New York in a New Light

I returned from a fantastic trip to New York City wanting to display some of my photos in a new form and I think I came up with some pretty successful results.

It had been several years since I had actually pieced together some of the panoramic shots, so I Googled some new software and ended up downloading Microsoft Research Image Composite Editor.  It was a quick download and install, but proved to be a very powerful program.  All I had to do was drag each set of images to be stitched into the window and it would process them into a single image.  It even output the number of degrees the camera had rotated between the series of shots!  (I think the Lower Manhattan Image was something like a 120 degree rotation.)

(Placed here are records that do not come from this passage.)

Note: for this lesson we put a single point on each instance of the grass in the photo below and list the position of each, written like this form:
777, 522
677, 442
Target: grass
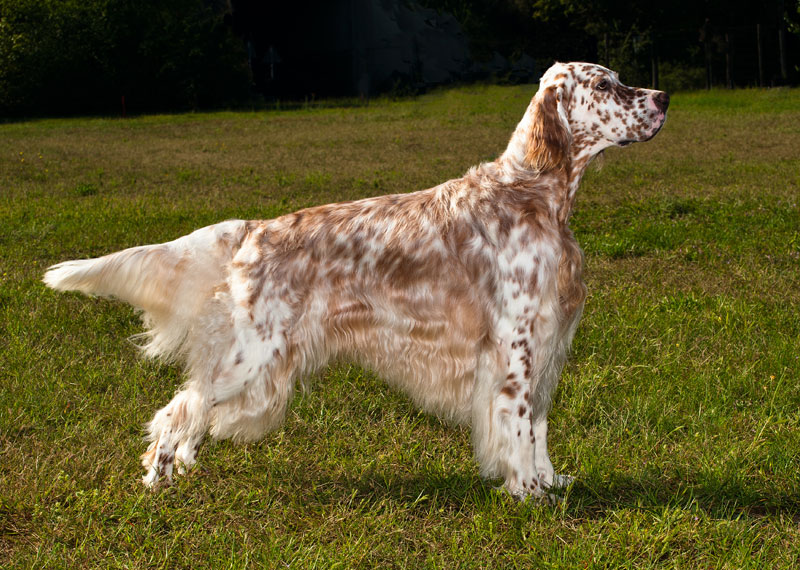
679, 411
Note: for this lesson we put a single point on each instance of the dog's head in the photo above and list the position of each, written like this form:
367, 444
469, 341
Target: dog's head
582, 109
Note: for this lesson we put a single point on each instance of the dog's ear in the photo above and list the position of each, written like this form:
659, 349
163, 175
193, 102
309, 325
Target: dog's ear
549, 145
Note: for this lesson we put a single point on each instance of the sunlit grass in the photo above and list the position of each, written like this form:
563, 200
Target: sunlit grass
678, 412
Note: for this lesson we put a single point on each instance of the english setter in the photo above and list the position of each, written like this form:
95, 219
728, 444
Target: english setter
465, 296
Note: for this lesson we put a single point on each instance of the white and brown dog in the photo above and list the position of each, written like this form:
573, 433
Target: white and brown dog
465, 296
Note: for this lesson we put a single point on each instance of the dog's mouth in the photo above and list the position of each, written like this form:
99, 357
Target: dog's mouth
662, 118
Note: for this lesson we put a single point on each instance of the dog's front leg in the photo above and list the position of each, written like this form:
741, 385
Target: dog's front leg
501, 422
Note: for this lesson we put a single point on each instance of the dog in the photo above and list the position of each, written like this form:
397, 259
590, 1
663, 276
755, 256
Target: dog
465, 296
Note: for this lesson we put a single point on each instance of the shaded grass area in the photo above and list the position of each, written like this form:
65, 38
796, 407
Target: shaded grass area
678, 411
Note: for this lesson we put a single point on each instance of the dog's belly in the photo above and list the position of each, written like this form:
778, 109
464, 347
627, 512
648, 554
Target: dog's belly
426, 346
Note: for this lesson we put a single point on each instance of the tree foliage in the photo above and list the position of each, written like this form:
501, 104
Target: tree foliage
78, 56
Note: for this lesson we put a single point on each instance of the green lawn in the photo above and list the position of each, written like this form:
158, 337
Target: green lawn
679, 412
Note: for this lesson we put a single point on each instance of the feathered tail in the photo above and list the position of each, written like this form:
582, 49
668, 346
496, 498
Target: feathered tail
169, 282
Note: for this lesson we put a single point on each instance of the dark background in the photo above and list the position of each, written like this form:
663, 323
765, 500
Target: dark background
132, 56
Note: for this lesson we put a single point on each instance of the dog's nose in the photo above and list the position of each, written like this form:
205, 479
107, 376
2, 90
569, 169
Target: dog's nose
661, 100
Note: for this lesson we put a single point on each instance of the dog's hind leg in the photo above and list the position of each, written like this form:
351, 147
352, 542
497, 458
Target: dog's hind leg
175, 432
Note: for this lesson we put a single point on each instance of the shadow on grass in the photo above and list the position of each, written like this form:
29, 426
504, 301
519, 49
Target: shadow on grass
589, 497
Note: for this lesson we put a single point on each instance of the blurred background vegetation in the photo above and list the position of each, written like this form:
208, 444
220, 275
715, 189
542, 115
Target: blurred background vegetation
121, 56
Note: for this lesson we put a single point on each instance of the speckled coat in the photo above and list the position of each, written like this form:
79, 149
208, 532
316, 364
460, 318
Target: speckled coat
465, 296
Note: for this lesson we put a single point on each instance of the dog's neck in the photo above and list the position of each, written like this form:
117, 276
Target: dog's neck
512, 167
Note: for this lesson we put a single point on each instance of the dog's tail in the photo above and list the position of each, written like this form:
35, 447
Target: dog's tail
169, 282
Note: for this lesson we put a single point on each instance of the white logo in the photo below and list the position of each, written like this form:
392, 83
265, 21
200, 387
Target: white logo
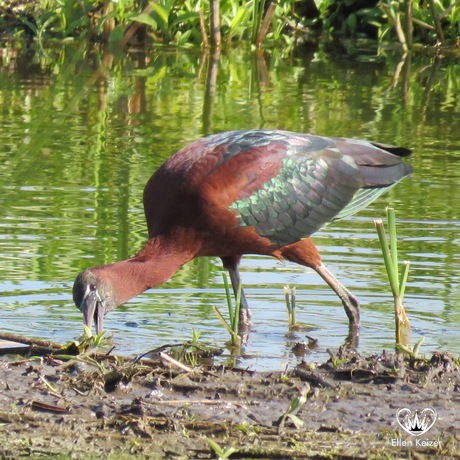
418, 422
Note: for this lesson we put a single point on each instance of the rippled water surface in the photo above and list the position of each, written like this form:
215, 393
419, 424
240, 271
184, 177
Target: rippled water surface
82, 133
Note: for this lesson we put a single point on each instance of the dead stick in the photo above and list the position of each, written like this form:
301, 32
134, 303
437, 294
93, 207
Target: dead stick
27, 341
175, 363
265, 24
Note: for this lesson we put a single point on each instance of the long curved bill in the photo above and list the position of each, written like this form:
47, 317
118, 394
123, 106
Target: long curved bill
92, 308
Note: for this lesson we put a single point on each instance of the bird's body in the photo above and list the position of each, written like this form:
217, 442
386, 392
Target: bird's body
245, 192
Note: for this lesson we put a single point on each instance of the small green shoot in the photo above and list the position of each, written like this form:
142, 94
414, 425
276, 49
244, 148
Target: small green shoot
397, 283
289, 296
233, 313
294, 406
222, 453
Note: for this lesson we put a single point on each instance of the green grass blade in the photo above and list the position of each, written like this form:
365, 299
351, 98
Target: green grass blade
223, 320
392, 277
229, 297
236, 313
403, 281
391, 217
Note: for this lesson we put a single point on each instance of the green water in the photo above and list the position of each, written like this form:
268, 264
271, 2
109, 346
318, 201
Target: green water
83, 131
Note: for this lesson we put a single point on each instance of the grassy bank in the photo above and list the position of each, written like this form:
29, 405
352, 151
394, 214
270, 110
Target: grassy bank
218, 23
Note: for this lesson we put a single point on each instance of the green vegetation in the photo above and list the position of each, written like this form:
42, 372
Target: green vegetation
397, 283
259, 22
233, 313
289, 297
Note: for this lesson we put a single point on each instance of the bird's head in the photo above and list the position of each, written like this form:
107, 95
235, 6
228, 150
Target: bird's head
94, 296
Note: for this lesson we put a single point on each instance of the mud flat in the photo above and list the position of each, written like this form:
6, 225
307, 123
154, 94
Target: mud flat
104, 406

These two panoramas were taken from the Observation Deck on the 86th floor of the Empire State Building.  Because New York’s current tallest building stands fairly isolated of other skyscrapers, the north and south sides had great views for the two largest parts of the borough.  The image of Lower Manhattan is a stitch of three composite images and the Upper Manhattan shot contains four.

Lower Manhattan

Upper Manhattan

The next day’s visit to the Statue of Liberty had everything but perfect lighting, but when I was looking through my photos afterward, I realized I had taken a shot from about every angle possible.  This was almost the opposite of the panoramas above.  In those, I was stationary and took shots of varying angles.  In the video below, my camera’s focus was stationary on the statue, but my angle changed and the boat proceeded to dock on Liberty Island.  I thought the best way to display these would be in a simple slide show, and here is the result of 16 consecutive images around the Statue of Liberty.  It was pieced together using the Movie Maker feature of Google Picasa.

Both of the panoramas and video compilation are of average aesthetic quality, but using the new software to display New York City in a New Light over my traditional still images was a success.  I will continue to intertwine these new mediums with my already established 4:3 image repertoire to create a unique display of my future experiences.



  1. You should also try uploading your panoramas from ICE to Photosynth (just click the Publish button in the bottom right of ICE). I think that this is a great way to explore big panoramas. For example see some other images of NYC here:

  2. I had seen that button, just hadn’t clicked it yet. I will definitely try that out. Thanks for the suggestion!